Whether Gurley’s Brown editorship of Cosmo helped advance or hinder women’s equality has long been debated. Did Cosmo articles like ’50 ways to please your man’ and front covers featuring models in bikinis do future generations of young women a disservice, or did Gurley Brown advance women’s equality by encouraging them to pursue their own careers and live independently? Both, I think. Whilst some of Gurley Brown’s philosophies, like making men pay for all the drinks all the time on principle, are hopelessly out of step today, she also introduced careers and money sections to Cosmo and did more than any other magazine in the sixties and seventies to encourage women to take control of their own finances.

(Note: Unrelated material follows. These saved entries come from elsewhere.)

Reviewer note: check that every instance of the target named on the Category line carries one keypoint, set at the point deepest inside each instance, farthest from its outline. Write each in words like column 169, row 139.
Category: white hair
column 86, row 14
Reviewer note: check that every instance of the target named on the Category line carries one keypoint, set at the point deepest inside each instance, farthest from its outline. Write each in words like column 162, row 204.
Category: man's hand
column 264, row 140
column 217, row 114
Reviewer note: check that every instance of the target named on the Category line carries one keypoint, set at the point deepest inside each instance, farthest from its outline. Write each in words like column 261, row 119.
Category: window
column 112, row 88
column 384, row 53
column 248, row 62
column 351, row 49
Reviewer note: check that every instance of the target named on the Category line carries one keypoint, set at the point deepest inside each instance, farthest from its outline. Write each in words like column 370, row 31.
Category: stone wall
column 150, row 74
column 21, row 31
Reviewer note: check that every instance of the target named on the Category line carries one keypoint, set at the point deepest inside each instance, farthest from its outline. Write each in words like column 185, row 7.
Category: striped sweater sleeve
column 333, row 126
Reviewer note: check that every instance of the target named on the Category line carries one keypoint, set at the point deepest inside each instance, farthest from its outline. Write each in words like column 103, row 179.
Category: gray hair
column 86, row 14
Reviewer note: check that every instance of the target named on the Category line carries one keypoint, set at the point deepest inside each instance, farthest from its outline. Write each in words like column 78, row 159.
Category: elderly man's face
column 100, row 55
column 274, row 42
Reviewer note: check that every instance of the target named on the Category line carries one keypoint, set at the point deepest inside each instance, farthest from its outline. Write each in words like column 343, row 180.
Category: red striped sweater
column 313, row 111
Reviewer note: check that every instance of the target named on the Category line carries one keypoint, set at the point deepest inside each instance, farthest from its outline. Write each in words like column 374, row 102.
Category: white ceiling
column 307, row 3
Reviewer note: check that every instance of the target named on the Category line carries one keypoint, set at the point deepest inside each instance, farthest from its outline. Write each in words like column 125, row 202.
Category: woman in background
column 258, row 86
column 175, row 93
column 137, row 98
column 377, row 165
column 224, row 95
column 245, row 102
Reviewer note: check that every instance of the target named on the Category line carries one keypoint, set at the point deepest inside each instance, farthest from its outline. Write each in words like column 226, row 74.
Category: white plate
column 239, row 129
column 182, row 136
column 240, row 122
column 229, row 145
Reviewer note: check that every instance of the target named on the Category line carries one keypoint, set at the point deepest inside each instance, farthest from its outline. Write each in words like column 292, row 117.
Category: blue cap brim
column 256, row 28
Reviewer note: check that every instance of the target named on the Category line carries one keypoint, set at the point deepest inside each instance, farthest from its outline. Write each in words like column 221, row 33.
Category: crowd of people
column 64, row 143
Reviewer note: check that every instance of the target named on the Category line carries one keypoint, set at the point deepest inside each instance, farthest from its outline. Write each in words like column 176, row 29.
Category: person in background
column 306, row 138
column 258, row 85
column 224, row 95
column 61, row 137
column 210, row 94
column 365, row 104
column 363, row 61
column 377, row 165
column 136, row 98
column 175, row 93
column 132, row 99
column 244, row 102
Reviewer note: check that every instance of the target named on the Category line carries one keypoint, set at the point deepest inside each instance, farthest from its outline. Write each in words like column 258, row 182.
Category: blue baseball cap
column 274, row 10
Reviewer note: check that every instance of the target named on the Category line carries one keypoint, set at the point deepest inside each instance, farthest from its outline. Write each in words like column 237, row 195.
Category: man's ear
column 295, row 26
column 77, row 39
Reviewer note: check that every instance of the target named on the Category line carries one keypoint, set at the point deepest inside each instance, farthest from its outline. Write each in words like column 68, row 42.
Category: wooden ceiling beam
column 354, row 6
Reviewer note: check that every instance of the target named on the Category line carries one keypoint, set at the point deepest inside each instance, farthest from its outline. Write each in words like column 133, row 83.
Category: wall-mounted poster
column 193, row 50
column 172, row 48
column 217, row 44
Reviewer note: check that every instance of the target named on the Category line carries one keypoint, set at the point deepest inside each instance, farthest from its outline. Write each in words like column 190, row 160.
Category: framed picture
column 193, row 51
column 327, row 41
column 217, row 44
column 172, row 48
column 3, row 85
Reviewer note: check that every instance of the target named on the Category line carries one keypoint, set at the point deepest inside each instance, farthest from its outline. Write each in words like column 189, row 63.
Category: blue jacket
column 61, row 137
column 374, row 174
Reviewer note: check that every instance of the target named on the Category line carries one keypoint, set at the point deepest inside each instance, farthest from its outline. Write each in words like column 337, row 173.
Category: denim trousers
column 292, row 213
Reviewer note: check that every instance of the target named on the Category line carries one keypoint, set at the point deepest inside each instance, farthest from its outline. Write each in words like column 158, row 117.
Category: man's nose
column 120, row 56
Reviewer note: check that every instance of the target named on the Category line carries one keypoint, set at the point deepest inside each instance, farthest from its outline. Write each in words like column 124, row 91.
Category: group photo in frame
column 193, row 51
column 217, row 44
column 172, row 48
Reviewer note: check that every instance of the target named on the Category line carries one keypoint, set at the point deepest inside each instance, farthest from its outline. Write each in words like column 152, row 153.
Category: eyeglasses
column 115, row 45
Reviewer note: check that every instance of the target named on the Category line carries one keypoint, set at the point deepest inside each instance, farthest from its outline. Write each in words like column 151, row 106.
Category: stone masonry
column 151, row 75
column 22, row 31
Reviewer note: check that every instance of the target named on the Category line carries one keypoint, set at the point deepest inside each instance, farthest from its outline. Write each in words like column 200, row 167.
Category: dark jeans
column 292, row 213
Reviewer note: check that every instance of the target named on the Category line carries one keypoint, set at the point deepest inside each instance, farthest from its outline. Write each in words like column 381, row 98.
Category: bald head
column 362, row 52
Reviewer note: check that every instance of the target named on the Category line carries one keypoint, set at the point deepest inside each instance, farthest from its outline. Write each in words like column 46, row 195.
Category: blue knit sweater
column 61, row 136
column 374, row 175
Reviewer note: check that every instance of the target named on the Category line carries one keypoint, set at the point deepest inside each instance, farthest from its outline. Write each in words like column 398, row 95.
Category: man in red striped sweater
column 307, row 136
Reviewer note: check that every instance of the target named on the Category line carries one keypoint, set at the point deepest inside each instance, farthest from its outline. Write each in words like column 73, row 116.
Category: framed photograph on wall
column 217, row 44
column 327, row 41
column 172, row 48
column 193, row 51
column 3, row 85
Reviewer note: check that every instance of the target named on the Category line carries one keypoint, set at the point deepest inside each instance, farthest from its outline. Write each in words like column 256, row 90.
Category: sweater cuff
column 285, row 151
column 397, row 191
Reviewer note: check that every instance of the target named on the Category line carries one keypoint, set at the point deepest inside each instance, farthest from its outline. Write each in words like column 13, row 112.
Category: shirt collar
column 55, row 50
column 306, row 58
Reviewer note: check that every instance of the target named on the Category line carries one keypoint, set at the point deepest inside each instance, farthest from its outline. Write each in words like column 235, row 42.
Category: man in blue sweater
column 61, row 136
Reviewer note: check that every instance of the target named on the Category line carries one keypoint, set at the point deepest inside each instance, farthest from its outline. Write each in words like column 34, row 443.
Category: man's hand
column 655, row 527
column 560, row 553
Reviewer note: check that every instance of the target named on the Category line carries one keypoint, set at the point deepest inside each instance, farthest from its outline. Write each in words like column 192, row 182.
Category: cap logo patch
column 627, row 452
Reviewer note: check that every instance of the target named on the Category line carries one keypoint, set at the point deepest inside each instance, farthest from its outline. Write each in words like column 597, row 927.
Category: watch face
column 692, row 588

‘Saving Money is Sexy’ she declared, a very different, far bolder, message than that given out by the other womens magazines that were publishing when Gurley assumed Cosmo editorship in the early sixties. When these other mags bothered to write about money at all it was to advise on how to make the most of the housekeeping allowance or cook budget-savvy family meals. Gurley, on the other hand, encouraged women to have careers, save for flash cars if they wanted them and find ways to live in city apartments on their own or with girlfriends if they chose.
Basically, she encouraged young, single women to get smart about money, then to have fun spending it as they chose: a radical message at a time when snagging a husband was still seen as the chief way to a financially comfortable lifestyle.
Gurley Brown advocated that single women build savings and build a portfolio of shares, however small, and three decades before Sex and the City she created the image of single urban women building careers and enjoying financial independence without husbands.
One of her proudest moments, she said, happened way before she became editor of Cosmo when, as an advertising copy writer, she bought a Mercedes for $5,000 cash, having saved hard and haggled hard too. Though she built up great wealth through a successful career and book sales, Gurley Brown was a skint girl at heart, one who, till the end of her days, took a homemade tuna salad to the office every day for lunch and admonished the younger women at Cosmo for wasting money on shop-bought sandwiches. RIP Helen Gurley Brown, who inspired millions of women to be that little bit less skint in the city.